This paper presents an effective lip pixel detection method based on blocks and deep neural networks. Since only-rough localization of a pair of lips is a trivial task, we use a rectangle that loosely bounds two lips as an input region of interest for lip detection. For each pixel in the rectangle region we generate a block whose center is at the pixel, and the pixel is classified into either a lip or non-lip pixel by exploiting the pixels in the block. Deep neural networks are trained using a sufficient number of labeled blocks obtained from a quite tractable number of labeled images.

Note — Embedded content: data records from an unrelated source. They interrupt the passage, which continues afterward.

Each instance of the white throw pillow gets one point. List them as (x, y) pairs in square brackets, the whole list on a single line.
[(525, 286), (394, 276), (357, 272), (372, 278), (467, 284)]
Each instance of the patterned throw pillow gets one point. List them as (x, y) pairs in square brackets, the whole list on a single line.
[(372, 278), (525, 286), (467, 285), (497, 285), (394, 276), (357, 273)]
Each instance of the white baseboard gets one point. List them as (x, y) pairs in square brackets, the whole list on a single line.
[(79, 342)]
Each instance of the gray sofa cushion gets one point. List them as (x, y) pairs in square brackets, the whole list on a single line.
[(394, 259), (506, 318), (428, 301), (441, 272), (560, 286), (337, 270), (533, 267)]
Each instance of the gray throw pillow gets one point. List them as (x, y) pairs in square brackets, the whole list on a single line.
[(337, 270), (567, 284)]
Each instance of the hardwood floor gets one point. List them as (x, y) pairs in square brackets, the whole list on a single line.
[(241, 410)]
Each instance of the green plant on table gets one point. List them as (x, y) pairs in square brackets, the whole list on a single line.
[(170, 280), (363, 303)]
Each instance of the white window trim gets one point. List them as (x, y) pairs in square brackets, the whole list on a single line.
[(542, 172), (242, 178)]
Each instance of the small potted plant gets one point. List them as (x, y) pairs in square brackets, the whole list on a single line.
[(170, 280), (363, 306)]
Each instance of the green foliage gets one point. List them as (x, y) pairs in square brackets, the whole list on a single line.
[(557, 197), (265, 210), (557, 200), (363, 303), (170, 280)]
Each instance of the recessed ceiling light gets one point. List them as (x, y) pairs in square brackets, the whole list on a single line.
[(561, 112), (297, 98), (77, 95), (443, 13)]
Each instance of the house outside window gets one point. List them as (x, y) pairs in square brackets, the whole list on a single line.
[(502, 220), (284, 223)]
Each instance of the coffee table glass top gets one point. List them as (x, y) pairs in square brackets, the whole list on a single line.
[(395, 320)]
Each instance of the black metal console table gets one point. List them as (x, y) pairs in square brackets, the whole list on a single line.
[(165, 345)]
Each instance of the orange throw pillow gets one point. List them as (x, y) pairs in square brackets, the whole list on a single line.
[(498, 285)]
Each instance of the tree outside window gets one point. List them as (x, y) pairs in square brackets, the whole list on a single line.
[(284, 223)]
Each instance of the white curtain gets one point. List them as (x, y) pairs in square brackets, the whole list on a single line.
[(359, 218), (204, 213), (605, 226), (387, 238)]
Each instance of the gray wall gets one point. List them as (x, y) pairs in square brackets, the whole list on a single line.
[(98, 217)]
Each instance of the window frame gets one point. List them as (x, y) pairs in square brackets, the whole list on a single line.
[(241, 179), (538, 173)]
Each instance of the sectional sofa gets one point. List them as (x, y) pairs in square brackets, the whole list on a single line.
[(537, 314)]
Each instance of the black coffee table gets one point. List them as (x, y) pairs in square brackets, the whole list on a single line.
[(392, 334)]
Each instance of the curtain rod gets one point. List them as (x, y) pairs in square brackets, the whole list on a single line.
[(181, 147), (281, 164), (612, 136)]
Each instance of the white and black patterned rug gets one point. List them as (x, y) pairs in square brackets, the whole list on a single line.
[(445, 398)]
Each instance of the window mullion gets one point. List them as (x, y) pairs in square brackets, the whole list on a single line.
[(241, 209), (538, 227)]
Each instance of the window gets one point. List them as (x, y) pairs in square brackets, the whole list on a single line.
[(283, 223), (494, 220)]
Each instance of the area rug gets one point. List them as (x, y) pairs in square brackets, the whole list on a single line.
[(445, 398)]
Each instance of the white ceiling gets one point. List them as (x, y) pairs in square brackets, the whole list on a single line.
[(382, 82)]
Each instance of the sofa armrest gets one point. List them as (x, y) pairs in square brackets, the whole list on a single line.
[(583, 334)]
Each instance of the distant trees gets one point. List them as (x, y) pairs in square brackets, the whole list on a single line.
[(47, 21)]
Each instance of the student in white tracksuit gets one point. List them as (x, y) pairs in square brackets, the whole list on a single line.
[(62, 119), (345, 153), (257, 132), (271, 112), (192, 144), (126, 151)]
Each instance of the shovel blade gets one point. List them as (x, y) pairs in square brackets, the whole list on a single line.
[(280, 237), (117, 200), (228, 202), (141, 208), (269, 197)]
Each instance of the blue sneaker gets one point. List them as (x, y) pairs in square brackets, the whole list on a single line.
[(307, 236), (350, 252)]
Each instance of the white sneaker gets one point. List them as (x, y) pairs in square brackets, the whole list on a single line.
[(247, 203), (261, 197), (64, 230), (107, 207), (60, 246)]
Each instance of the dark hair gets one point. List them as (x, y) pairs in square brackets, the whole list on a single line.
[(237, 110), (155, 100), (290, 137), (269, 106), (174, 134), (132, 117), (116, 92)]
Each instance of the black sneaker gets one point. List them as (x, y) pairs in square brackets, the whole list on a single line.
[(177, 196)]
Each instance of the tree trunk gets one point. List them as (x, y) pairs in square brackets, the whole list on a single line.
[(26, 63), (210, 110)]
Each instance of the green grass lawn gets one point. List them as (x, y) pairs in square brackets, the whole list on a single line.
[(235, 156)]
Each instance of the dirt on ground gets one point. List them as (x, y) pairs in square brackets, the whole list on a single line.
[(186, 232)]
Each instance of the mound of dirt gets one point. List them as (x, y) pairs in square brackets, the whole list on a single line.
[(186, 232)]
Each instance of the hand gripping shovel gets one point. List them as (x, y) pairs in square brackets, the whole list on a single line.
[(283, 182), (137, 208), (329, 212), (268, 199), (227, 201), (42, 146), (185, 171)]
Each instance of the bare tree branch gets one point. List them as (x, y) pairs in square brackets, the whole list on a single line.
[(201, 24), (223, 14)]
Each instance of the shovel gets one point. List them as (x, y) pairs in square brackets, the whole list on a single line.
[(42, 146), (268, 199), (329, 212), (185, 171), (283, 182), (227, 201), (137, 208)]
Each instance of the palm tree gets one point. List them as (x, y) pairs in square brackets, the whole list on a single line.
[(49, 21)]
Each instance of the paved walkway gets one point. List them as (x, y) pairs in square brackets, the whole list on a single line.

As a result, lip pixels are detected with high accuracy despite negligible labeling effort. Experimental results demonstrate the effectiveness of the presented method. We show that even single-minute training can outperform the mouth map with the best threshold.
机译:本文介绍了基于块和深神经网络的有效唇缘像素检测方法。由于一对嘴唇的只有粗糙的定位是一种琐碎的任务,因此我们使用一个松散地将两个嘴唇界定为唇唇检测的输入区域的矩形。对于矩形区域中的每个像素,我们生成中心位于像素处的块,并且通过利用块中的像素来分类为唇唇或非唇像素。使用从相当易于标记的图像获得的足够数量的标记块进行深度神经网络训练。结果,尽管标记努力可忽略不计,但唇部像素被高精度检测到。实验结果表明了呈现的方法的有效性。我们表明即使单分钟培训也可以越优越口地图,具有最佳阈值。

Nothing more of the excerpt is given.